The idea is to show that you can find a basis consisting of vectors that are eigenvectors of both $A$ and $B$. Then a proof goes by induction on the dimension of the space (or the size of the matrices, if you prefer that). The key observation is the following.
Let $V$ be the whole space ($\Bbb{C}^n$ or $\Bbb{R}^n$, depending).
Let $\lambda$ be an eigenvalue of $A$. Consider the corresponding eigenspace $V_\lambda$. Then it follows that $B(V_\lambda)\subseteq V_\lambda$. This is because for all $x\in V_\lambda$ we have
$$
A(Bx)=(AB)x=(BA)x=B(Ax)=B(\lambda x)=\lambda (Bx)
$$
proving that $Bx\in V_\lambda$.
This holds for all eigenvalues of $A$. If there is more than one eigenspace, then they all have dimensions $<\dim V$, and induction hypothesis kicks in: by the above observation it is enough to settle the question for all those smaller spaces as by diagnoalizablity of $A$ the whole space is a direct sum of $V_\lambda$:s.
OTOH, if one of the $V_\lambda$:s is the whole space, then $A$ is a scalar matrix, and thus diagonalized by any matrix $S$. In that case it suffices to simply diagonalize $B$.

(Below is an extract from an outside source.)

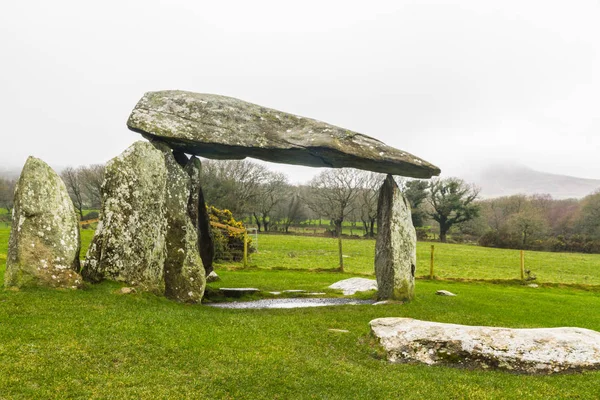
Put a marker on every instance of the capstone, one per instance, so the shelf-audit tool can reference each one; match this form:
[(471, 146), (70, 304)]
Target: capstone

The base case of $1\times 1$ matrices is trivial.
[Edit]
What seems to be missing from the above is that the subspace $V_\lambda$ also has a basis consisting of eigenvectors of $B$. This can be shown as follows. Diagonalizability of $A$ means that
$$
V=V_\lambda\oplus\left(\bigoplus_{\mu\neq\lambda}V_\mu\right)
$$
is a sum of eigenspaces of $A$. Call that other summand $V_{\neq\lambda}$. Both $V_\lambda$ and $V_{\neq\lambda}$ are stable under $B$, because the above argument also shows that $B(V_\mu)\subseteq V_\mu$ for all $\mu$. If $\beta$ is any eigenvalue of $B$, and $U_\beta$ is the corresponding eigenspace, then any vector $y\in U_\beta$
can be uniquely written in the form $y=y_1+y_2$ with $y_1\in V_\lambda$, $y_2\in V_{\neq\lambda}$. Here $By=\beta y=(\beta y_1)+(\beta y_2)$. But as $By_1\in V_\lambda$ and $By_2\in V_{\neq\lambda}$ we must have $By= By_1+By_2$. By the direct sum property we can conclude that $By_1=\beta y_1$ and $By_2=\beta y_2$. Therefore
$$
U_\beta=(U_\beta\cap V_\lambda)\oplus (U_\beta\cap V_{\neq\lambda}).
$$
The claim follows from this.
[\Edit].